Paul Wezner, Executive Editor
Alex Avila had a very good spring and put his impressive bat on display last year in his late summer call-up to Detroit. However, Avila's struggles at the plate are a clear indication that Avila likely would have been better off serving the team in a different capacity, that being playing in Triple-A for the Mud Hens. Avila's batting average will eventually come around as a BABIP under .200 simply won't hold up over time (unless Avila runs into the worst luck of just about any player in recorded history). But Avila, who came into the year knowing he needed to focus on his defense, likely did so at the expense of his productivity at the plate, and because of it, the Tigers have a two headed monster at catcher combining to hit under .150 with little power. Avila is still a quality player and has a bright future ahead of him, but the Tigers would have likely been better off had the team kept Robinson Diaz in the near term, and gave Avila the chance to work on his game more without the spectacle of the big leagues pressing down on him.

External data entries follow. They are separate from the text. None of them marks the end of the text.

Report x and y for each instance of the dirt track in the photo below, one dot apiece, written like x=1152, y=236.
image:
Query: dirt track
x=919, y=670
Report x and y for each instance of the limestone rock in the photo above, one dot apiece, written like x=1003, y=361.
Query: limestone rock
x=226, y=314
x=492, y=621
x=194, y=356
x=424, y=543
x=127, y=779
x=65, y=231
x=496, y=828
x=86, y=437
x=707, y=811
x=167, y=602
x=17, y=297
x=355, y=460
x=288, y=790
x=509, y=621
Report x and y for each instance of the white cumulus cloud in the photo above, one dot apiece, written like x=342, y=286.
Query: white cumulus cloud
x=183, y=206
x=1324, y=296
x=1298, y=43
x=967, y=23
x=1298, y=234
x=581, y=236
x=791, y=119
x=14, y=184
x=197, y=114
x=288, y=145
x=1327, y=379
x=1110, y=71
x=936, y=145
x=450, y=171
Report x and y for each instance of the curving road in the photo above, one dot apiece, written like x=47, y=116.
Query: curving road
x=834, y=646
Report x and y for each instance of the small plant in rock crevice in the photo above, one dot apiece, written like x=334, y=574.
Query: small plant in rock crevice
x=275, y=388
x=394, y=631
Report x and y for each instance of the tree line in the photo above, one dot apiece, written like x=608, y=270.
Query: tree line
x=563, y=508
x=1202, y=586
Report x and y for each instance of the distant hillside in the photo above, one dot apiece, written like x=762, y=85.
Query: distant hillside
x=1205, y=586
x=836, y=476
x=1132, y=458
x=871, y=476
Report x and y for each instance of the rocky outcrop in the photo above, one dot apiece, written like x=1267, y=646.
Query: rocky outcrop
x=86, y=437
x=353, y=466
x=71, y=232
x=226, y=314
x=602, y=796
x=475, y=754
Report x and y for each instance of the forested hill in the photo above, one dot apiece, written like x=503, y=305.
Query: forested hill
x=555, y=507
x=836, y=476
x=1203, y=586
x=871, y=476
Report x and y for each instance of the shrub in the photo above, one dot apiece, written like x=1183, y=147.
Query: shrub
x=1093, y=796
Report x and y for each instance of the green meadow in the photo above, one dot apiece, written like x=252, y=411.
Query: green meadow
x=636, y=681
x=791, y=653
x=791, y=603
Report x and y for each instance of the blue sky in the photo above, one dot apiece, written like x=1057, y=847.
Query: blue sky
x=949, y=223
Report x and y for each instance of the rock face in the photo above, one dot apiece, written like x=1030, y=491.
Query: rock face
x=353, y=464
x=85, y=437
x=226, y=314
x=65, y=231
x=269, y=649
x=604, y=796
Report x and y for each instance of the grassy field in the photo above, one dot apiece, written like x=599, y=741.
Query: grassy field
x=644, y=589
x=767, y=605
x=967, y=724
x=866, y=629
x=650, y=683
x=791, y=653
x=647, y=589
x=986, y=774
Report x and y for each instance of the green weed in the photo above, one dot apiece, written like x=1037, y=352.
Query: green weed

Mark Anderson, Managing Editor
In short, no, I don't think Avila's offensive struggles are indicative of him needing to start the year in the minors. In fact, I don't think they are indicative of much at all. Avila's bat and approach were big league ready when he was called to Detroit last year, and that hasn't changed in the time since his call-up. His defense has made exceptional strides, and he's actually been a better defender than Gerald Laird this year according to most scouts, as Laird battles through a defensive slump. With inconsistent playing time and pitchers having a book on him from his brief big league trial last year, Avila is simply in need of making adjustments at the plate. Given his high baseball IQ, and his natural hitting ability, I'm quite confident he will make those adjustments and return to being an offensive plus for this team.
Jason Avery, Associate Editor, Amateur Baseball
With the spring he had, Avila earned his spot on the roster, and he was the best option the club had to share the catching duties with Gerald Laird.
Not to mention that with Avila being the catcher of the future, this is a way to have him keep working with the big-league pitching staff.
The batting average certainly isn't pretty, but he has drawn six walks in his limited number of at-bats, so he still has his discerning eye at the plate.
With Laird not hitting much better, I wouldn't be surprised to see Avila get more playing time if his bat starts to perk up some.